I'm evaluating what may be the best migration option.
Presently, i'm on the sharded mysql (horizontal partition), with many of my data saved in json blobs. I have no complex SQL queries( already migrated away after since i have partitioned my db)
At this time, it appears like both Mongodb and Cassandra could be likely options. My situation
- plenty of reads in each and every query, less regular creates
- not concerned about "massive" scalability
- more worried about simple setup, maintenance and code
- minimize hardware/server cost
Plenty of reads in each and every query, less regular creates
Both databases succeed on reads in which the hot data set matches memory. Both also stress join-less data models (and encourage denormalization rather), and both provide indexes on documents or rows, although Mongo's indexes are presently more flexible.

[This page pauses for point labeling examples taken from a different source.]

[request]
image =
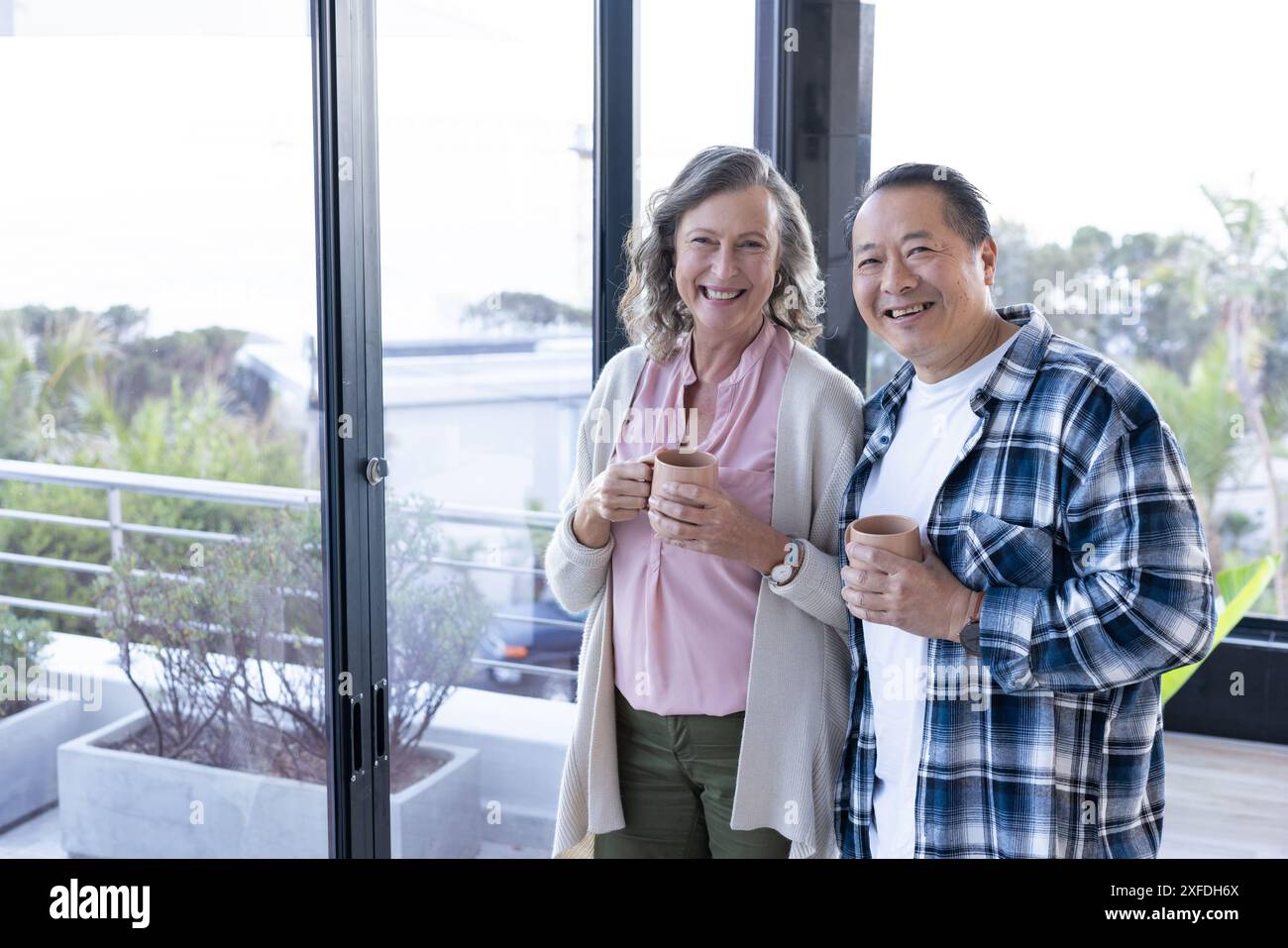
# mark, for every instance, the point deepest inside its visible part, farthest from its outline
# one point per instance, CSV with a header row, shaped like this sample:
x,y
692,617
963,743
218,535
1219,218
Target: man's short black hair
x,y
964,205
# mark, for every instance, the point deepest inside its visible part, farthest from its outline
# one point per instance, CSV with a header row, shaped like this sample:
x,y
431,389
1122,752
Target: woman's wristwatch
x,y
786,571
970,631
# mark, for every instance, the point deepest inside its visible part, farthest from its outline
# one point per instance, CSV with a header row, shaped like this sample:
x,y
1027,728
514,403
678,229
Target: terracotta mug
x,y
671,466
900,535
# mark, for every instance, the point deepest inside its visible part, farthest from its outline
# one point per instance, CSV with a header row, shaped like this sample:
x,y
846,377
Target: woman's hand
x,y
617,493
709,520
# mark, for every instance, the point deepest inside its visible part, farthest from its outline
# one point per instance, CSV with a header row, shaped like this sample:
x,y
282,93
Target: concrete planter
x,y
30,740
119,804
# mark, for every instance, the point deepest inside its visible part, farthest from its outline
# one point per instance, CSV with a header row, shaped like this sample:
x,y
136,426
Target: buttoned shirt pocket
x,y
999,553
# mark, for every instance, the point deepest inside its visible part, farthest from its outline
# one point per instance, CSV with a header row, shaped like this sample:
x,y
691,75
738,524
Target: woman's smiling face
x,y
725,260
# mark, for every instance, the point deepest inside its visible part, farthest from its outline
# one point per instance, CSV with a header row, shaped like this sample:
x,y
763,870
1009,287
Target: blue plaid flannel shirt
x,y
1070,505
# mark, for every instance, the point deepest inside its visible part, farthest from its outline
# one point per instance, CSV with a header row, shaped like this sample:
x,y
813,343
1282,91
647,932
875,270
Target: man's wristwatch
x,y
786,571
970,631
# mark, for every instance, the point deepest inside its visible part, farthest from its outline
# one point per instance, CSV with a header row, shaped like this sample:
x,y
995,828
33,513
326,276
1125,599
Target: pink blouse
x,y
683,620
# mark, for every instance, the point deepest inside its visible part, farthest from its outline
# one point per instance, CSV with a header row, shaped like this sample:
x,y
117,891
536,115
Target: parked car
x,y
519,635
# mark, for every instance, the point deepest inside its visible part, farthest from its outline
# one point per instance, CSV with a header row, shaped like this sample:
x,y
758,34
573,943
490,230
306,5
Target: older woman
x,y
712,689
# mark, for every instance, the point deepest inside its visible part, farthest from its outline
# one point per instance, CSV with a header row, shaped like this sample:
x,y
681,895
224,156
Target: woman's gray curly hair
x,y
652,312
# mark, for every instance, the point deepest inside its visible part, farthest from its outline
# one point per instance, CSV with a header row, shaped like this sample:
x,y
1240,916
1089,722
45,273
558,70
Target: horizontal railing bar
x,y
64,520
485,567
159,484
537,621
43,605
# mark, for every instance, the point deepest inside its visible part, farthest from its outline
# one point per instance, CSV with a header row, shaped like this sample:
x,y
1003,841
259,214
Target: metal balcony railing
x,y
116,481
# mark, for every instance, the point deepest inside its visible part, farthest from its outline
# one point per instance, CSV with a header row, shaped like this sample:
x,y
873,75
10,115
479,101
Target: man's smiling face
x,y
917,283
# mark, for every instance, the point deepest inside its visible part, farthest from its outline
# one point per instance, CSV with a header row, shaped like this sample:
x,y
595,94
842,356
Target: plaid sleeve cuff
x,y
1005,635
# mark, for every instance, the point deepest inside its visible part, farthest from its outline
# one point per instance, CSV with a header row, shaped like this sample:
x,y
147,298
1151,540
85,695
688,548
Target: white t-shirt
x,y
934,423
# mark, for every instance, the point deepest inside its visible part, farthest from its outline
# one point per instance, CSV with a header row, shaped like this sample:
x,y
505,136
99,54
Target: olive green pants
x,y
677,776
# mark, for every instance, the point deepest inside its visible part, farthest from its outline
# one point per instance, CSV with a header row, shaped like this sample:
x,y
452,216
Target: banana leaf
x,y
1239,587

Cassandra's storage engine provides constant-time creates regardless of how large your computer data set develops. Creates tend to be more problematic in MongoDB, partially due to the b-tree based storage engine, but more due to the global write lock.
For statistics, MongoDB supplies a custom map/reduce implementation Cassandra provides native Hadoop support, including for Hive (a SQL data warehouse built on Hadoop map/reduce) and Pig (a Hadoop-specific analysis language that lots of think is really a better fit for map/reduce workloads than SQL).
Not concerned about "massive" scalability
If you are searching in a single server, MongoDB is most likely a much better fit. For individuals more worried about scaling, Cassandra's no-single-point-of-failure architecture is going to be simpler to setup and much more reliable. (MongoDB's global write lock has a tendency to be painful, too.) Cassandra also gives much more treatments for the way your replication works, including support for multiple data centers.
More worried about simple setup, maintenance and code
Both of them are trivial to setup, with reasonable out-of-the-box defaults for any single server. Cassandra now is easier to setup inside a multi-server configuration since you will find no special-role nodes to bother with this is a screencast showing establishing a 4-node Cassandra cluster in 2 minutes.
If you are presently using JSON blobs, mongo is definitely an insanely good match to use situation, trained with uses BSON to keep the information. You'll have the ability to have more potent and much more queryable data than you'd inside your present database. This is the most important win for Mongo.
I have used MongoDB extensively (within the last 6 several weeks), creating a hierarchical data management system, and that i can attest to both the simplicity of setup (do the installation, run it, utilize it!) and also the speed. As lengthy while you consider indexes carefully, it may absolutely scream along, speed-smart.
I gather that Cassandra, because of its use with large-scale projects like Twitter, has better scaling functionality, even though MongoDB team is focusing on parity there. I ought to explain that I have not used Cassandra past the trial-run stage, and so i can't speak for that detail.
The actual swinger for me personally, whenever we were assessing NoSQL databases, was the querying - Cassandra is essentially only a giant key/value store, and querying is a little tricky (a minimum of in comparison to MongoDB), so for performance you'd need to duplicate a great deal of data like a kind of manual index. MongoDB, however, utilizes a "query by example" model.
For instance, say there is a Collection (MongoDB parlance for that equal to a RDMS table) that contains Customers. MongoDB stores records as Documents, that are essentially binary JSON objects. e.g:
Cruz", Email: "email@example.com", Groups: ["Admin", "User", "SuperUser"]
Cruz", Groups: "Admin"
...after which run the query. There you have it. You will find added operators for evaluations, RegEx blocking etc, but it is all really quite simple, and also the Wiki-based documentation is fairly good.